McConnell must hardly be able to believe his luck. He knew that throwing sand in the gears wouldn’t be easy, but now Manchin is doing it for him.

The most important result is not only that Democrats won’t get to pass the things they want — a higher minimum wage, action on climate change, expanding health coverage, guaranteeing abortion rights, addressing gun violence, strengthening workers’ rights — all of which Republicans would prefer not to see happen. It’s also that, in a broader sense, government looks ineffectual, which is an absolutely vital part of McConnell’s plan.

This is how the filibuster makes our system utterly unresponsive to the desires of the electorate: People vote for a party based on the agenda it presents, then that party is completely unable to deliver what it promised. They then grow unhappy and give the other party a chance, but that party can’t deliver either.

But this doesn’t affect both parties equally. In fact, it’s exactly how McConnell wants the system to work.

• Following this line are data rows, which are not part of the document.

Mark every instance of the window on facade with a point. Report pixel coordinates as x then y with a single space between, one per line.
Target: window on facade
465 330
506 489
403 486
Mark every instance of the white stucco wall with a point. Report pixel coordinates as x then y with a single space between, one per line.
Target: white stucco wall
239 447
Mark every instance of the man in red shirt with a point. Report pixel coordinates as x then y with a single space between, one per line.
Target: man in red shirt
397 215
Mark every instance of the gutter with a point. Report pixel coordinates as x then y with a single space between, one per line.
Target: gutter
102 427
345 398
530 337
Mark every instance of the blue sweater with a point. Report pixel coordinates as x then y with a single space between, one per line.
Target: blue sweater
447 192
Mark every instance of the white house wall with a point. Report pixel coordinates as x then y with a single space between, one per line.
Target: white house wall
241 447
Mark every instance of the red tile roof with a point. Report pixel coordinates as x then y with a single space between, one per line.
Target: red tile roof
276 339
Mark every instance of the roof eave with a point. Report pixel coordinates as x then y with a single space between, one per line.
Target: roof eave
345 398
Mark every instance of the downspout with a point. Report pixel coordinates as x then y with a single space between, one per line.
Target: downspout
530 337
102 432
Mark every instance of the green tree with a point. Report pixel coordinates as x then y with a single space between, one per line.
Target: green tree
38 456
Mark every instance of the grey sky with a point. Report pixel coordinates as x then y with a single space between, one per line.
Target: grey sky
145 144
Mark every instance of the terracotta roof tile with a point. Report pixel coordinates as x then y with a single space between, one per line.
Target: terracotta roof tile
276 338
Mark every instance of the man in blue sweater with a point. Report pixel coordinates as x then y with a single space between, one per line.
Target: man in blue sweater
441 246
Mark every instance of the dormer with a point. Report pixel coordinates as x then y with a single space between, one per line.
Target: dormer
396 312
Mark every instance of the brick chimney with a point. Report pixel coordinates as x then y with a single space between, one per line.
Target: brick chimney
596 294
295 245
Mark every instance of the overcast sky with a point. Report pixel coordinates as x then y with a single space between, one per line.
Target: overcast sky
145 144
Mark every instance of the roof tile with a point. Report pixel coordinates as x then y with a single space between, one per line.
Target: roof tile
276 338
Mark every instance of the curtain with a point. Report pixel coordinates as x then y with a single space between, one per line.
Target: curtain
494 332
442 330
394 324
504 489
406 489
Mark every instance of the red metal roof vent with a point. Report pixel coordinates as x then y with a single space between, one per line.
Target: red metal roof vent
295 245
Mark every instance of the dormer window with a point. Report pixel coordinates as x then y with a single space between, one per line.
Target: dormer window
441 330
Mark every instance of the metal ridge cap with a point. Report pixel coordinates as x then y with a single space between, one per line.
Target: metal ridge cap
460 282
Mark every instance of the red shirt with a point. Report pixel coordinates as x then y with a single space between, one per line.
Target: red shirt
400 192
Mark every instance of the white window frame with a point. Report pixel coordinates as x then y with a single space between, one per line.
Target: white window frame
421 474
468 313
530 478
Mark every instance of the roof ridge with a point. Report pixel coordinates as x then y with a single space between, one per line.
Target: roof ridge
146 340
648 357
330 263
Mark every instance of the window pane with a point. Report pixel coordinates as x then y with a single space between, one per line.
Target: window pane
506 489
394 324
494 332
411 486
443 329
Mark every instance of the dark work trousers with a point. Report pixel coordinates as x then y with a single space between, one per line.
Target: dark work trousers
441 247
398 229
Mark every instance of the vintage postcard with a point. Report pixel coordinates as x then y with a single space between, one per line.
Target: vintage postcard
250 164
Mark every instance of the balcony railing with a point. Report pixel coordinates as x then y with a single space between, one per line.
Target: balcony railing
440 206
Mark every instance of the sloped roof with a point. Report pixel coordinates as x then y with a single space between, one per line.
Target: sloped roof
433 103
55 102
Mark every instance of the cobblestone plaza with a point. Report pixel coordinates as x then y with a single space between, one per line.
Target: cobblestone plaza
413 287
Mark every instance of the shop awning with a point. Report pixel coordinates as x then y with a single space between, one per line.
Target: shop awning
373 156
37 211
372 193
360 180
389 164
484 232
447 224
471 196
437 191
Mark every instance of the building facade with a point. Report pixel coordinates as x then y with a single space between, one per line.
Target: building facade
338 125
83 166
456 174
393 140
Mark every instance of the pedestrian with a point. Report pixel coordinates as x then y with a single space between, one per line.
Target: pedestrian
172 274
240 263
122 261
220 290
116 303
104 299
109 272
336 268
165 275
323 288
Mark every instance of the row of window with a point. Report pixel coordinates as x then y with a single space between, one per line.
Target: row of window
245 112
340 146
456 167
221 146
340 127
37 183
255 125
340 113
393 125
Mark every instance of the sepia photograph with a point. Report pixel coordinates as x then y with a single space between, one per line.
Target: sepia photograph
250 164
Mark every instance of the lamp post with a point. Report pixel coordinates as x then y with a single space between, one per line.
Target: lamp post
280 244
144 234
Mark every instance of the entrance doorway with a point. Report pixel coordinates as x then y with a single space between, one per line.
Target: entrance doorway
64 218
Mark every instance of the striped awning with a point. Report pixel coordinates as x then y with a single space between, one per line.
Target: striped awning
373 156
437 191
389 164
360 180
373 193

That’s because at this moment in history, the Republican Party’s substantive agenda is almost entirely negative. Democrats have many things they would like to do with power if they have it, while what motivates Republicans is primarily stopping Democrats from doing things. Other than relieving the rich and corporations of the burden of paying taxes, there’s very little Republicans want to do.

So gridlock is fine with them on substantive terms and great for them politically, because it communicates that government can’t do anything right and you might as well elect the party that doesn’t want it to do much anyway.

There’s a lot of time between now and next November. But imagine if at the start of this year when Democrats took the Senate you had asked McConnell what he was hoping for from the next couple of years.

He’d have said he wanted the Democrats to pass nothing beyond reconciliation, because the filibuster would still be intact. A commission to investigate the Jan. 6 insurrection? Forget that, he’d have said. He’d want Democrats to be internally divided and the stage set for the GOP to take over Congress. Whereupon he could really make Biden’s life miserable.

It all seems to be going according to plan.